В ту ночи звук подводной музыки вплыл в мои сны, и мне приснилось, что я играла на пианино в нашем утонувшем доме, двигая пальцами сквозь ленивую Виннесоу. Чарльз стоял рядом, постукивая в такт течению по пианино, а Милдред вывернулась у него из рук и плыла вверх и вверх, а ее белая детская ночнушка развевалась за ней, как крылья.
Я выпрямилась в кровати, разбуженная криками Милдред. Растолкала Чарльза и пересказала мой сон.
Он потер затылок.
— Наверное, мы с ума уж сходим. От всего этого шума.
— Заглушить мы его не можем, а она не засыпает.
— Ну, — ответил Чарльз, — на то есть бренди.
Он достал бутылку яблочного бренди из шкафа, намочил в нем платок и дал Милдред пососать, и промокал его каждые пять минут, наконец она насосалась и заснула.
Через несколько дней — мне кажется, что два, а Чарльз божится, что всего один — нас разбудили крики «Эй вы там» с улицы. Ливень прекратился, и Уоллес Портер послал к нам своих рабочих на плоту, сделанном из стенки циркового вагона. Чарльз связал из простыней веревку и спустил к ним Милдред в колыбели, потом меня, а затем слез и сам. И хотите верьте, хотите нет, а когда мы проплыли вокруг дома, услышали, как пианино разваливается на части и выплывает по кускам из дверей.
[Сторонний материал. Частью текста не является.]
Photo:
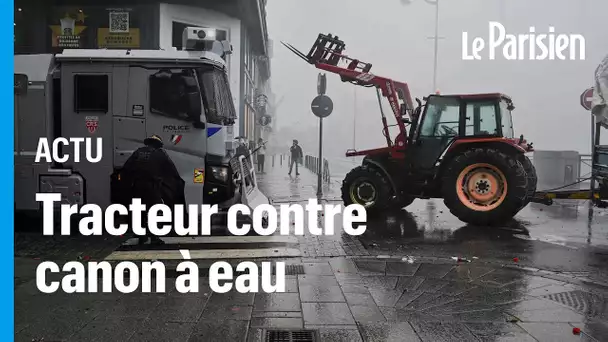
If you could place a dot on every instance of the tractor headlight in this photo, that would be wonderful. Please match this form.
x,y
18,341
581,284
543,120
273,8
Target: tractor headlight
x,y
220,173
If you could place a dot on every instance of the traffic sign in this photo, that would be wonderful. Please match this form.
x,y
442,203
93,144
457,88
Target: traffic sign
x,y
321,84
322,106
586,98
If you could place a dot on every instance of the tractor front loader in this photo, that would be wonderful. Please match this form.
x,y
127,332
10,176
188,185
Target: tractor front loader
x,y
461,148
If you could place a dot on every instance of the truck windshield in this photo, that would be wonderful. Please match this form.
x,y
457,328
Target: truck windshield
x,y
506,120
217,98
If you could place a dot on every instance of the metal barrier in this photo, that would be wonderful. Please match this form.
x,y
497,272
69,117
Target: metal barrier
x,y
312,164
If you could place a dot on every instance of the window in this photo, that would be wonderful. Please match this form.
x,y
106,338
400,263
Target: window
x,y
217,97
91,93
481,119
442,118
507,120
168,92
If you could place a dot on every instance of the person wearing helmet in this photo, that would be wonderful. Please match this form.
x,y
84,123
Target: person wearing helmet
x,y
151,176
296,156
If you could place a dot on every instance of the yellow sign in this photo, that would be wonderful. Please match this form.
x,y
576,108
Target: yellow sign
x,y
124,40
199,175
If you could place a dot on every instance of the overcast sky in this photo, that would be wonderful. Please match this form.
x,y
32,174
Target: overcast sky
x,y
394,38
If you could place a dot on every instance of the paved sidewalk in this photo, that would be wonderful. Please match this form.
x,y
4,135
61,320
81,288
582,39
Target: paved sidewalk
x,y
339,299
280,187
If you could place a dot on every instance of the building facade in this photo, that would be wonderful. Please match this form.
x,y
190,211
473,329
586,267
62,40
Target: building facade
x,y
49,26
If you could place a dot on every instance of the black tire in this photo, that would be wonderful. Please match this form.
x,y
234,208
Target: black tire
x,y
531,176
371,176
512,171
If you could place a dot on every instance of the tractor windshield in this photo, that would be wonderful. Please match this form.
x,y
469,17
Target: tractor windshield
x,y
215,88
506,120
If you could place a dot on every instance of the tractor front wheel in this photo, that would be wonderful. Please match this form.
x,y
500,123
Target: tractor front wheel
x,y
366,186
485,186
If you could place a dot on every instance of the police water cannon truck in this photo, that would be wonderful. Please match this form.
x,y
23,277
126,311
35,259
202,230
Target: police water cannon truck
x,y
122,97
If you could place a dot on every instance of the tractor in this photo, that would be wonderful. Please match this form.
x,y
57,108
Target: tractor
x,y
461,148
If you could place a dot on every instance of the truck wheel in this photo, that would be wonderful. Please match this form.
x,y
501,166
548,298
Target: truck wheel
x,y
531,176
368,187
484,186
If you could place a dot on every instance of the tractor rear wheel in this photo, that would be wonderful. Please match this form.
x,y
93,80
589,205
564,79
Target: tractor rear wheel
x,y
368,187
484,186
530,175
Мы Чарльзом закричали и бросились обниматься, тыкая пальцами в обломки и хохоча, как безумные, какими мы, наверное, и стали от голода — не ели уж несколько дней. Сидя на плоту, мы слушали, как дождь перестал бить по крыше, как не плакал ребенок, как не звенело пианино, как не выл слон — только чудесную тишину над разлившейся рекой
Наши спасители были сильными от воздвижения шатров и вычистки сараев, но под глазами у них были темные круги, под пустыми глазами на печальных лицах; они едва нам кивнули, прежде чем поплыть к зимним квартирам. Чарльз спросил: «Что со всем сталось?» Но они не ответили, так что Чарльз взял доску и начал грести, помогая удержаться на курсе. Я сидела на носу плота и смотрела в грязную воду, откуда всплывали мертвые лица и умоляли «Помогите нам, пожалуйста». Но было слишком поздно, я знала, и лица ныряли назад в ил. Некоторые из них были местными горожанами, но были и незнакомцы, и я задумалась, откуда их сюда принесла Виннесоу и сколько бы они еще проплыли, если б не застряли тут, и как узнать, куда отправить теперь их тела?
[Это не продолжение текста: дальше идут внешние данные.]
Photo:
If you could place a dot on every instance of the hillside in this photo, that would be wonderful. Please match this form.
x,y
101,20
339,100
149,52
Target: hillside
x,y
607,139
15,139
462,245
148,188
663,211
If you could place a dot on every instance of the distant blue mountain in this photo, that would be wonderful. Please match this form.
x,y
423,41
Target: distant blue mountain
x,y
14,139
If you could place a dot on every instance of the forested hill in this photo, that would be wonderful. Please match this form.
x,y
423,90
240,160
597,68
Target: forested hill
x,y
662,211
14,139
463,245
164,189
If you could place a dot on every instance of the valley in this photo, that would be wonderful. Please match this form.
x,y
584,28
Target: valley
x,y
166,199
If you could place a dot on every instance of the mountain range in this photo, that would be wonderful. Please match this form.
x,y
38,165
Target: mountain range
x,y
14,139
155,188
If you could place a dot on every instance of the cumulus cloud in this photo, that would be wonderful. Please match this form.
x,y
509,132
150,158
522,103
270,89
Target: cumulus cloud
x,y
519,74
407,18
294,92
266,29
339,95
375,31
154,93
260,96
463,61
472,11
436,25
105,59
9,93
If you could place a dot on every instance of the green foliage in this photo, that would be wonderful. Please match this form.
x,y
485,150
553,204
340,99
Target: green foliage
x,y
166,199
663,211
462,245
Вокруг нас плавали животные из зверинца, висели в ветвях, а еще там были и собаки, и кошки, и коровы. К нам поплыла лошадь, выпучив глаза и отфыркиваясь от воды. Чарльз набросил ей на шею веревку, чтобы тащить за плотом, но потом линь натянулся, будто мы поймали большую рыбу, и пришлось ее обрезать карманным ножом.
К поверхности поднялось что-то большое и серое, я наклонилась поближе, и вдруг мне в лицо брызнул фонтан из воды и воздуха — я смотрела в глаза гордости Уоллеса Портера, бегемотихи Хелен. Она кружила вокруг нас и подныривала под плотом. Один из рабочих перестал грести и пробормотал: «Может, хоть она выживет», и это было первое, что они сказали за все время плавания.